People are forgetting that if they're ok with this sort of behavior now, it'll be difficult for them to argue-against or prevent the same behavior when their opposites are in control.

8 comments

I think it’s actually a part of the plan. When the opposite party gains power in 4 years and does the same thing, you get to call them tyrants then, too. Clearly no one cares about being hypocritical anymore. All that matters is winning the media outrage battle of the moment.
Unfortunately it won’t be the same. The precedent will have been set and they’ll be able to ratchet it up to a new level. It’s going to be bad and I’m disgusted by how many people in here are cheering it on when it’s their side doing the kicking. Doxing, canceling, Twitter hate mobs, riot-protests, attacks on journalists, politically motivated violence. All becoming standard practice. Nobody cares as long as it’s their team scoring a goal. You’d have to be blind not to see where this is leading.
I am very, very concerned where it is heading. Trump is a temporary disaster that will be gone soon. Dangerous new precedents won’t be.
>The ramifications of this will absolutely set a record for the future as the inevitable reverse will happen.

Will happen? Try has happened. Partisan hacking has been a thing for a decade. Remember the DNC emails? Remember weev?

>People are forgetting that if they're ok with this sort of behavior now

What does it matter if I'm okay with it? Nobody consulted me before breaking into Parler. In fact, they didn't take my opinion into account at all. Sure, grey-hats are somewhat motivated by public opinion, but even Mitch McConnell gave a floor speech on Wednesday angry enough to incite a few keyboard taps.

>it'll be difficult for them to argue-against or prevent the same behavior

Because American politics consistently punishes hypocrisy, right?

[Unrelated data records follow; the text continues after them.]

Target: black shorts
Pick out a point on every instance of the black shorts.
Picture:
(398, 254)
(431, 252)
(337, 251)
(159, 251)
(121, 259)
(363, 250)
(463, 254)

Under the assumption people are remotely ingenuous I'd agree, but in recent years I think that ship has sailed. The means always justify the ends, and ideological consistency is apparently chalked up to a loser's game.
Ramification is Parler is going to be first company to see how effective CCPA is in punishing companies that have inadequate security.
Feel free to doxx all the antifa message boards where we one-up each other with fun new ways to execute our foes.
>People are forgetting that if they're ok with this sort of behavior now, it'll be difficult for them to argue-against or prevent the same behavior when their opposites are in control.

I'd argue the opposite: As the rank rhetorical hypocrisy on BLM-related protests vs. Trump protests shows, the marketplace of ideas has broken down and all that really matters is power. We're only a couple steps away from tech/media being able to dictate that we've always been at war with Eastasia, with a horde of willing partisans being eager to punish any sort of dissent on the matter. Being hypocritical is unimportant if you have the ability to mess with the lives of those who are too vocal in pointing out whatever hypocrisy. Most people are perfectly rational in not being willing to risk cancellation by speaking up.

They are betting everything on the belief that they will win permanently this time, and their opponents will never get control again.
It reminds me of Pascal's wager. How confident can one be that one's chosen political team will definitely win out in the long run? 90%? That seems very high, but even if you're 99% sure, are you willing to act in a way that will surely warrant retribution in the unlikely adverse scenario? Seems like a pretty dumb wager to make.
The ramifications for pursuing and persecuting traitors to the United States of American are going to be what, exactly?

Please tell me how rooting out seditionists is a bad thing.